I haven’t exhausted the list of Ross’s ventures. He has invested millions in telecommunications. He’s also getting ready to make a move into Europe, which is undergoing a continent-wide version of the concentration and centralization mentioned above. In this case, it’s facilitated by the creation of the European Union, which has mandated by legislation the kind of firm-by-firm union-busting, job, wage and pension slashing Ross and others in the US have engaged in. “Europe is getting ready to blow up,” says Ross, and he is eagerly eyeing investment opportunities provided by EU-sponsored cross-border industry consolidation. Once again, his particular vulture-like behavior is facilitated by far broader institutional and system-wide processes.

A New York Times editorial on the deaths said, “Just as Hurricane Katrina forced Americans to look at the face of lingering poverty and racism, this mining tragedy should focus us all on another forgotten, mistreated corner of society.” But without a massive reaction by workers around the country, the response to the mining murders will be every bit as inconsequential as that following Katrina.  Despite an initial flurry of feigned outrage by politicians, little has been done for the hurricane’s victims — although the region’s people are still organizing to turn that around. And the same lack of change will be the case in coal, and the other industries in which Ross has stuck his grubby hands, unless there is a mass, organized response by workers.

In March, 1947, 111 coal miners were killed in an explosion in Centralia, Illinois.
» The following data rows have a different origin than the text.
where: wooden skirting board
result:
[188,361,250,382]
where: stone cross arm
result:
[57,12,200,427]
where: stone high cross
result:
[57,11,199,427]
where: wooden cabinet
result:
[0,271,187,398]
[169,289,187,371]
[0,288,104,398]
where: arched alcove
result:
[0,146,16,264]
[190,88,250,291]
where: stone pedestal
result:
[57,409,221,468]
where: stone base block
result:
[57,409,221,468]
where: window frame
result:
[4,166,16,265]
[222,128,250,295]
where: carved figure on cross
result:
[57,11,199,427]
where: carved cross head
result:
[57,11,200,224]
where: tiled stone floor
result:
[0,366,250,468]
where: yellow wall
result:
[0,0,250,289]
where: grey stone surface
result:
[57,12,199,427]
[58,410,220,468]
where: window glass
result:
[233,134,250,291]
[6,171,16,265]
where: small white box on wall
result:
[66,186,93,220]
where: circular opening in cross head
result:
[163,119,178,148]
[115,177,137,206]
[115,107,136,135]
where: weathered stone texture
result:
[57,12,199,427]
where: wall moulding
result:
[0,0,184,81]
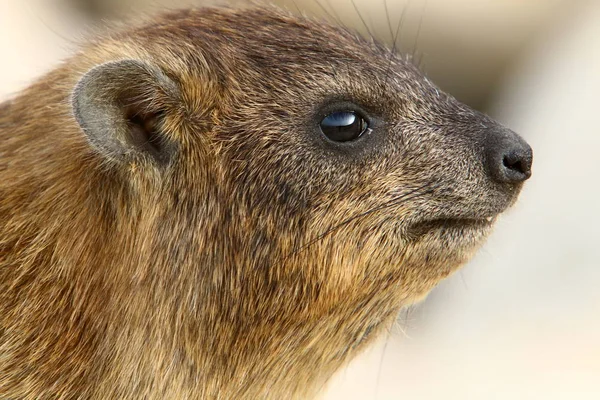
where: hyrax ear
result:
[72,60,180,163]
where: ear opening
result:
[72,60,179,163]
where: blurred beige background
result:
[0,0,600,400]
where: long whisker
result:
[284,183,436,258]
[383,1,408,93]
[350,0,375,42]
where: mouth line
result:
[409,216,496,239]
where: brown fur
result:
[0,8,519,399]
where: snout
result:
[484,128,533,184]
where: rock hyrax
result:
[0,3,532,400]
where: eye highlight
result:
[319,111,369,142]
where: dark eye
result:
[320,111,369,142]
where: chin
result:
[400,219,494,305]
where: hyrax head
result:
[72,4,532,374]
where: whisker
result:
[383,1,408,94]
[350,0,375,42]
[284,183,436,259]
[412,0,427,66]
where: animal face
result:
[12,5,532,398]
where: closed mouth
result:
[408,216,496,240]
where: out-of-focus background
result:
[0,0,600,400]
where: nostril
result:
[502,151,531,182]
[502,153,526,174]
[485,130,533,184]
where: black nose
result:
[484,129,533,183]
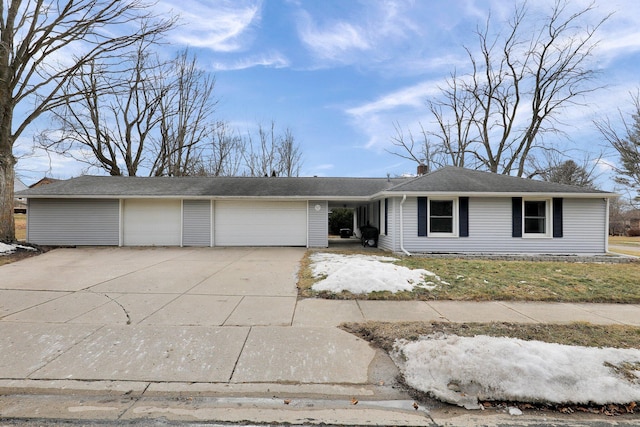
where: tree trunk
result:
[0,146,16,242]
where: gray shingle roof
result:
[390,166,612,196]
[21,176,406,199]
[19,167,614,200]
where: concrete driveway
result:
[0,248,375,389]
[0,248,304,326]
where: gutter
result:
[400,194,411,256]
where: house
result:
[20,167,616,254]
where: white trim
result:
[522,197,553,239]
[372,191,620,200]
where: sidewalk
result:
[0,248,640,425]
[0,299,640,426]
[293,299,640,326]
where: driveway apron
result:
[0,247,374,384]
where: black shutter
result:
[458,197,469,237]
[553,198,562,237]
[384,199,389,236]
[418,197,427,236]
[511,197,522,237]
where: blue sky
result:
[17,0,640,187]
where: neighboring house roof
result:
[21,176,405,199]
[389,166,616,197]
[13,177,28,193]
[29,176,60,188]
[20,167,616,200]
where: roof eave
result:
[372,190,620,199]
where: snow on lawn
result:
[311,252,440,294]
[0,242,36,256]
[392,335,640,409]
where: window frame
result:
[522,197,553,239]
[427,197,460,237]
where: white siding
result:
[392,197,606,254]
[214,200,307,246]
[122,199,182,246]
[182,200,211,246]
[27,199,120,246]
[309,201,329,248]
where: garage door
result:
[214,201,307,246]
[123,200,182,246]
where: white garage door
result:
[123,200,182,246]
[214,201,307,246]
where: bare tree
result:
[390,0,608,176]
[39,40,167,176]
[245,121,302,176]
[196,122,245,176]
[529,160,597,188]
[151,50,216,176]
[0,0,174,241]
[595,92,640,200]
[277,128,302,177]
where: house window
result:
[522,200,550,236]
[428,199,457,236]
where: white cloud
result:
[346,81,440,118]
[164,0,261,52]
[299,13,371,60]
[213,52,289,71]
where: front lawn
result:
[341,321,640,416]
[298,251,640,304]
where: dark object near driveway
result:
[340,228,353,239]
[360,225,380,248]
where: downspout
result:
[604,197,610,253]
[400,194,411,256]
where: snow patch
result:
[392,334,640,409]
[311,252,441,294]
[0,242,36,256]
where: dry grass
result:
[298,252,640,304]
[609,236,640,247]
[341,321,640,352]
This came just one month after Taft Hartley was enacted. But UMW leader John L. Lewis, disregarding the law’s new restrictions on strikes, called an unprecedented six-day strike to honor the dead. A rank-and-file miner told the New York Times at the time that when Lewis called on them, “we would go out, even if it meant going to prison for 20 years.”
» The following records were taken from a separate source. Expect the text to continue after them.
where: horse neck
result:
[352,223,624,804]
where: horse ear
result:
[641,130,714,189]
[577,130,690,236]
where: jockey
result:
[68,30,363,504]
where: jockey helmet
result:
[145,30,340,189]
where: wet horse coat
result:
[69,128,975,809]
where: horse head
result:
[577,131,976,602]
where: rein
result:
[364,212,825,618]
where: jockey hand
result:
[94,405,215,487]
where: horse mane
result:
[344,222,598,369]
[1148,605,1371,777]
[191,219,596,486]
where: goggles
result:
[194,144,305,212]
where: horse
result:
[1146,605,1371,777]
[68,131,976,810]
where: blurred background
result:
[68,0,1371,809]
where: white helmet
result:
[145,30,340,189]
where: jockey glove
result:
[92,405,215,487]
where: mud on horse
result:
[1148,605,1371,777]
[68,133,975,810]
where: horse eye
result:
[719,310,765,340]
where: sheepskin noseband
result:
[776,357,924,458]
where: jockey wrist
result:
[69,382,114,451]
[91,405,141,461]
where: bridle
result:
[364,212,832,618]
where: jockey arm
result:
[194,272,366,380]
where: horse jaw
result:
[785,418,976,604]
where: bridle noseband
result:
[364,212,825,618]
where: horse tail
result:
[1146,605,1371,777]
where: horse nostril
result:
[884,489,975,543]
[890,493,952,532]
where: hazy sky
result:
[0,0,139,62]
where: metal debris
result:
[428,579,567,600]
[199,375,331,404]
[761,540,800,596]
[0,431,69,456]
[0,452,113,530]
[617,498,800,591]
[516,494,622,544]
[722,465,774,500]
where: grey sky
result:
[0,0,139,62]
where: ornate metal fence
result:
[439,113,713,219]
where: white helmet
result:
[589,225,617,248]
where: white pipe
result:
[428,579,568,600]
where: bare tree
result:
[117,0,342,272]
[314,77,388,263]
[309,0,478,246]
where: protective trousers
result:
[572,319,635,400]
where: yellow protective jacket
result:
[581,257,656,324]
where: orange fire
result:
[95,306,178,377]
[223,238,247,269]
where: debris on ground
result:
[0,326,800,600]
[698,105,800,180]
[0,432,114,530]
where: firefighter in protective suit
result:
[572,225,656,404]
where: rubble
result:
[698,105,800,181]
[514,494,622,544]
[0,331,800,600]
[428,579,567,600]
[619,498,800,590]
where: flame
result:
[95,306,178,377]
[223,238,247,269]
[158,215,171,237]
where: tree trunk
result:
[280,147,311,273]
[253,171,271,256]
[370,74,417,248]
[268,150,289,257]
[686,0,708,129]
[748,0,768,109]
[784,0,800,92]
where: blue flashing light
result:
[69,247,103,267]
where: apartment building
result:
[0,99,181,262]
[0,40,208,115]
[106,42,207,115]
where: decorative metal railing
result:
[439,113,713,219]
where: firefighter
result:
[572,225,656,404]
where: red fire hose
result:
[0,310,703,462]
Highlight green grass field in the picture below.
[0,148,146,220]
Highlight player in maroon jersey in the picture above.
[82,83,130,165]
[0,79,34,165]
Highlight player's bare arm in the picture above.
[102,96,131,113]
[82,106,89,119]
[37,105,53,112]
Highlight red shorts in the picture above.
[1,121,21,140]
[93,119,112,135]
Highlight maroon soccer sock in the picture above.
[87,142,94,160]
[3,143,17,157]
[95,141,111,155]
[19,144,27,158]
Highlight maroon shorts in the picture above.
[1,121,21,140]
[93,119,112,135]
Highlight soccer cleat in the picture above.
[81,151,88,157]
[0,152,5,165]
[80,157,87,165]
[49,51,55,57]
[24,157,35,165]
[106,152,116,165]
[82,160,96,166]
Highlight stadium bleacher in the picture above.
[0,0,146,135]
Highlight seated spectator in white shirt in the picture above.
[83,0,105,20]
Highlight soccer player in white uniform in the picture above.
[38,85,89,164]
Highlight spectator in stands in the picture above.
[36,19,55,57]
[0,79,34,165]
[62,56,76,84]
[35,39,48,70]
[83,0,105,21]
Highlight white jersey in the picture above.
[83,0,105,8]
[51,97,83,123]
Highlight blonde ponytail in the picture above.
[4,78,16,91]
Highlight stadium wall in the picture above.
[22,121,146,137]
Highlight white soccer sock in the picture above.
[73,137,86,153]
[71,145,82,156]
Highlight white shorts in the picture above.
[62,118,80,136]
That’s the spirit showed recently by Taylor Law-defying transit workers in New York, and that’s the kind of spirit needed to stop the crimes of thugs like Wilbur Ross. And a real movement based on that kind of spirit can foster a discussion about how to address the broader systemic problems of which Ross is just a particularly vicious symptom.

Such a discussion would address the need for new forms of international solidarity. The day after the Miami USW forum described above at which Ross spoke, one of his brutalized employees, who had lost his pension after 30 years at Bethlehem Steel, told a workers’ forum of the need for cross-border solidarity among steelworkers.

It would also include discussion of how to fight for universal, full, and free pension and healthcare benefits — issues raised by UMWA head Cecil Roberts during Ross’s coal takeover. A cross-industry fight on such benefits should have begun long ago given their disappearance or threatened termination in virtually every industry in both the private and public sectors of the economy.

The New York Times editorial noted that “Political figures from both parties have long defended and profited from ties to the coal industry.” Indeed, Democrat-donor Ross disproves the notion that it is only Republican unionbusters causing our woes. So I’ll note in conclusion that a new fighting spirit would also draw new forces to the Labor Party (which is just now taking its first electoral steps), a party formed precisely in order to launch struggles over just such society-wide problems.

(Thanks to David Jones for the John L. Lewis story.)


Andrew Pollack is a longtime labor activist. His publications include “Grocery Strike Defeated: How Labor Can Pick Up the Pieces”; “Fightback Needed Against GM Threats: Jobs, Health Care to Be Slashed in Auto”; and “The United Pension Default: Saving ‘Our Airline’ or Saving Labor?”